Re: November 2010 Flytying SBS entries
« Reply #27 on: 30/11/2010 at 22:36 »
The Monkey

A wee variant on a very commong tube, generally suggested as being a spring tube but I know some people have success on them all year round. 

Body:22mm brass bottle tube with mylar tubing body I've chosen an irradescent one but silver would be fine. 
Hackle: yellow schlappen
Underwing: artic fox black
Overwing: black artic fox, with peacock herl
Eyes: jungle cock eyes
Head: clear and black varnish


First step select your tube, I've chosen a 22mm bottle tube, primarily because they are heavier than the same length of copper slipstream tubing. 



Put your lining tube through the tube



Burr the end of the tubing by holding it close to a lighter it takes a bit of practise too close and tubing will burn and be ruined and not close enough and it won't melt at all.



Trim the other end of the lining tube and then burr it so that it fits the length of the tube snugly.  Then fit the extension tubing and pop it in the vice. 

Measure up how much of the mylar tubing that you need approximately the same length as the tube. 



Trim off the length and slide it over the tube. 



Tie in your tieing thread and bind down the start of the mylar tubing. 



Catch in a yellow schlappen hackle by the tip. 



Double the hackle by stroking the fibres back so that both sets of fibres and pointing in the same direction. 



Make two turns of the hackle and then tie it off. 



Trim off the excess and tidy it up.



Take your bunch of artcic fox and stroke out the section that you want and trim it off. 



Take a comb and get rid of the under fur. 



Tie in the artic fox and make it just every so slightly longer than the hackle.  Flatten it out so that covers most of the top of the tube and down the sides a wee bit too.

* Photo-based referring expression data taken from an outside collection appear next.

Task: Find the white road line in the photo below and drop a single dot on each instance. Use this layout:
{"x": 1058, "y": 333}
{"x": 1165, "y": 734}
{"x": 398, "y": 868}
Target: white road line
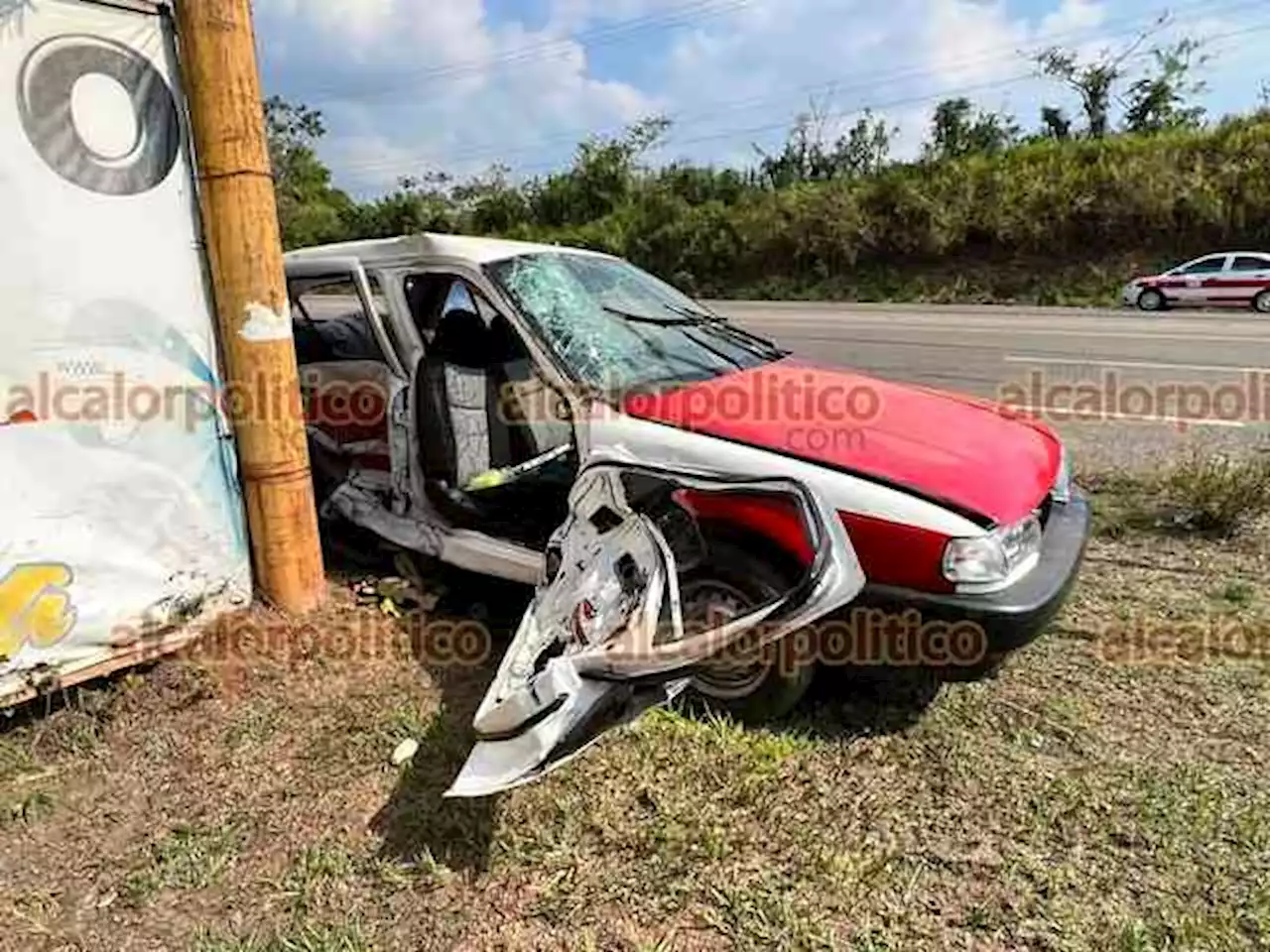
{"x": 1137, "y": 365}
{"x": 1199, "y": 336}
{"x": 1060, "y": 414}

Tie in a second bunch of artic fox about twice the length of the first peice.  This time don't flatten it down so that it stays just on top of the tube and not down the sides. 

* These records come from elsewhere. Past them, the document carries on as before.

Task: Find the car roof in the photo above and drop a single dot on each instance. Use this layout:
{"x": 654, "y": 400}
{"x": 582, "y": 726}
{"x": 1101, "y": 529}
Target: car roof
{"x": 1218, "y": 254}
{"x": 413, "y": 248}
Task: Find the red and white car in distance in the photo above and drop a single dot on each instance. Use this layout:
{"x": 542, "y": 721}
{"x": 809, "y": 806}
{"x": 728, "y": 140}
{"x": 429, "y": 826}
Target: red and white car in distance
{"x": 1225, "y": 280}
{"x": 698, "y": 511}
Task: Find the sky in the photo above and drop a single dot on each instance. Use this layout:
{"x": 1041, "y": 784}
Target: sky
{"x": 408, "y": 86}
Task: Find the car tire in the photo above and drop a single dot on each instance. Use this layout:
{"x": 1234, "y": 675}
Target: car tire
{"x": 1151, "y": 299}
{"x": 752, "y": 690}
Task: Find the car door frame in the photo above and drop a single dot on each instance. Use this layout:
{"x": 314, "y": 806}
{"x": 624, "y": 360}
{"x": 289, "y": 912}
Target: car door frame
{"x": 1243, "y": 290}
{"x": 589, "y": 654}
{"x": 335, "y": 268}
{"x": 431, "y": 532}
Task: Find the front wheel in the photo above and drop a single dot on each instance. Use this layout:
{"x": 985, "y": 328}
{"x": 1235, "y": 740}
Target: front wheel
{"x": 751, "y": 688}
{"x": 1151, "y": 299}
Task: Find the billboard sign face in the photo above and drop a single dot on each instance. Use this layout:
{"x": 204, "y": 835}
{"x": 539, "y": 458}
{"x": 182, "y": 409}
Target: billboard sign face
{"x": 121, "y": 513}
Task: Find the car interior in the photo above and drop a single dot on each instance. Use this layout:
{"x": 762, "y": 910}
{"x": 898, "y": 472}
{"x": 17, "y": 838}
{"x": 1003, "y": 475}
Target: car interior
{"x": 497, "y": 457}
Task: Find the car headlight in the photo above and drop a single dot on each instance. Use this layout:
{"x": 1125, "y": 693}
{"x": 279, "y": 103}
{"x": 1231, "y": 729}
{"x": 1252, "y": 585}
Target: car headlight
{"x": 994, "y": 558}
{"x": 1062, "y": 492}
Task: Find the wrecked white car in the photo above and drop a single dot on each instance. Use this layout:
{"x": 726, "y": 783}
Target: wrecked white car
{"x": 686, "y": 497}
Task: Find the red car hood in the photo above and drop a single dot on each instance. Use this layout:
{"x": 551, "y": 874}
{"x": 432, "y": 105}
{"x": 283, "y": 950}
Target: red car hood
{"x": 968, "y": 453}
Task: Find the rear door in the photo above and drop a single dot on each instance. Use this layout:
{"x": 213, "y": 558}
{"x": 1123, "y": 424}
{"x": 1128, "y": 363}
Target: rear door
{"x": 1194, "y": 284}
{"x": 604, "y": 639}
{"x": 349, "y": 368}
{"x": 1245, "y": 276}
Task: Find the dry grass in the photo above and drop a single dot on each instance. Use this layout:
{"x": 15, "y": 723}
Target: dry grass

Tie in two peacock herl strands either side of the wing.



Select two jungle cock eyes.



Tie in one eye on either side of the wing. 

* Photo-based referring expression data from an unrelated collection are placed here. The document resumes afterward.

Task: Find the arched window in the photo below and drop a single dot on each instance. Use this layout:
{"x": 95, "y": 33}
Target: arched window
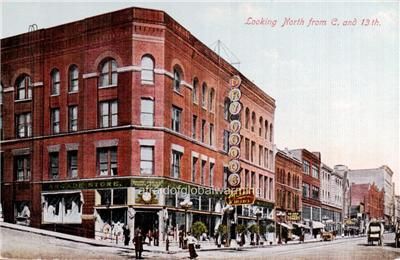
{"x": 24, "y": 88}
{"x": 195, "y": 91}
{"x": 1, "y": 93}
{"x": 247, "y": 118}
{"x": 270, "y": 133}
{"x": 55, "y": 82}
{"x": 253, "y": 121}
{"x": 266, "y": 129}
{"x": 108, "y": 73}
{"x": 73, "y": 75}
{"x": 211, "y": 100}
{"x": 226, "y": 108}
{"x": 204, "y": 95}
{"x": 147, "y": 74}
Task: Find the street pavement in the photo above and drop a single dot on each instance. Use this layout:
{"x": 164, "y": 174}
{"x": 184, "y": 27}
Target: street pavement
{"x": 17, "y": 244}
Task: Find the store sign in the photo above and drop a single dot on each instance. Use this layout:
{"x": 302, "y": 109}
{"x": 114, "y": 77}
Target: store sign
{"x": 293, "y": 216}
{"x": 235, "y": 126}
{"x": 235, "y": 108}
{"x": 241, "y": 196}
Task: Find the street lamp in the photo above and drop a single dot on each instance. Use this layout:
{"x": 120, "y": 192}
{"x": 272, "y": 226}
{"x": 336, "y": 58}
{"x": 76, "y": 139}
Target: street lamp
{"x": 228, "y": 209}
{"x": 186, "y": 204}
{"x": 258, "y": 215}
{"x": 325, "y": 218}
{"x": 280, "y": 214}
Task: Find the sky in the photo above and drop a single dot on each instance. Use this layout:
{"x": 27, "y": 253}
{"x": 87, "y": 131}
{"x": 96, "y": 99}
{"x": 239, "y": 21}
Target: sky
{"x": 336, "y": 85}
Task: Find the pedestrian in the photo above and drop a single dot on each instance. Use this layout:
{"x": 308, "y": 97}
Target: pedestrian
{"x": 243, "y": 238}
{"x": 138, "y": 244}
{"x": 191, "y": 240}
{"x": 155, "y": 235}
{"x": 126, "y": 233}
{"x": 180, "y": 238}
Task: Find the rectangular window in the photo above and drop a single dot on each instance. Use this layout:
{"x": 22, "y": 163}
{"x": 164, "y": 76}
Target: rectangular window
{"x": 72, "y": 164}
{"x": 306, "y": 190}
{"x": 211, "y": 134}
{"x": 62, "y": 208}
{"x": 315, "y": 172}
{"x": 176, "y": 119}
{"x": 271, "y": 188}
{"x": 203, "y": 171}
{"x": 176, "y": 164}
{"x": 225, "y": 146}
{"x": 108, "y": 113}
{"x": 252, "y": 151}
{"x": 53, "y": 166}
{"x": 315, "y": 192}
{"x": 22, "y": 168}
{"x": 147, "y": 112}
{"x": 107, "y": 161}
{"x": 194, "y": 168}
{"x": 194, "y": 126}
{"x": 146, "y": 159}
{"x": 203, "y": 130}
{"x": 24, "y": 125}
{"x": 211, "y": 174}
{"x": 306, "y": 167}
{"x": 55, "y": 120}
{"x": 246, "y": 149}
{"x": 73, "y": 118}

Double back the stems so that the jungle cock doesn't fall out. 



Pluck off the two stalks and then varnish to form a nice head.  I normally go for a coat of clear, a coat of black and then two coats of clear.



And finally a troop of monkeys.



Just got them in on time! 

Cheers

Matt

Mike Barrio

Re: November 2010 Flytying SBS entries
« Reply #28 on: 30/11/2010 at 22:42 »
Great stuff Kev and Matt ..... excellent step by steps :z16 

Thanks for posting!
Cheers
Mike

Iain Goolager

Re: November 2010 Flytying SBS entries
« Reply #29 on: 30/11/2010 at 23:53 »
B W Paraloop

Hook:      Kamasan B100 Size 12
Thread:      Olive Sheer sewing thread
Tail:      Grizzle Hackle Fibres
Body:      BWO Turkey Biot
Wing:      Dun Grizzle Hackle
Wing ‘Post’   Grey Aerowing
Thorax:      Natural Squirrel Dubbing

Place the hook in the vise – cant it slightly forward so as to make tying in the tails easier.



 Wax the thread and catch it in. Wind it down the hook shank in touching turns to the tails tie in point.



Select a few hackle fibres for the tail – Offer up and tie in (better than this) – cut the fibres to length (thorax tie in point).



Tie in the turkey biot – at a suitable point on the biot to prevent breaking and wrap down to the tails.



Apply a thin coat of varnish to the hook shank and wind on the turkey biot – tie off and snip excess.



Tie in a section on Aerowing to use as the hackle ‘post’.



Tie in the Dun Grizzle hackle – remove stalk tag.



Use whatever method device to hold the post upright so that the hackle can be wound easily.



Wind the hackle upwards and then back down the post – gauge how much height of post to wrap by the length and bulk of the thorax – tie off the hackle and snip tag end.



Wax the thread and apply the squirrel dubbing.



Pull back the hackle fibres and wind on a suitable thorax.



Pull the post with hackle forward and secure behind the hook eye.



Snip off tag of post, whip finish and varnish.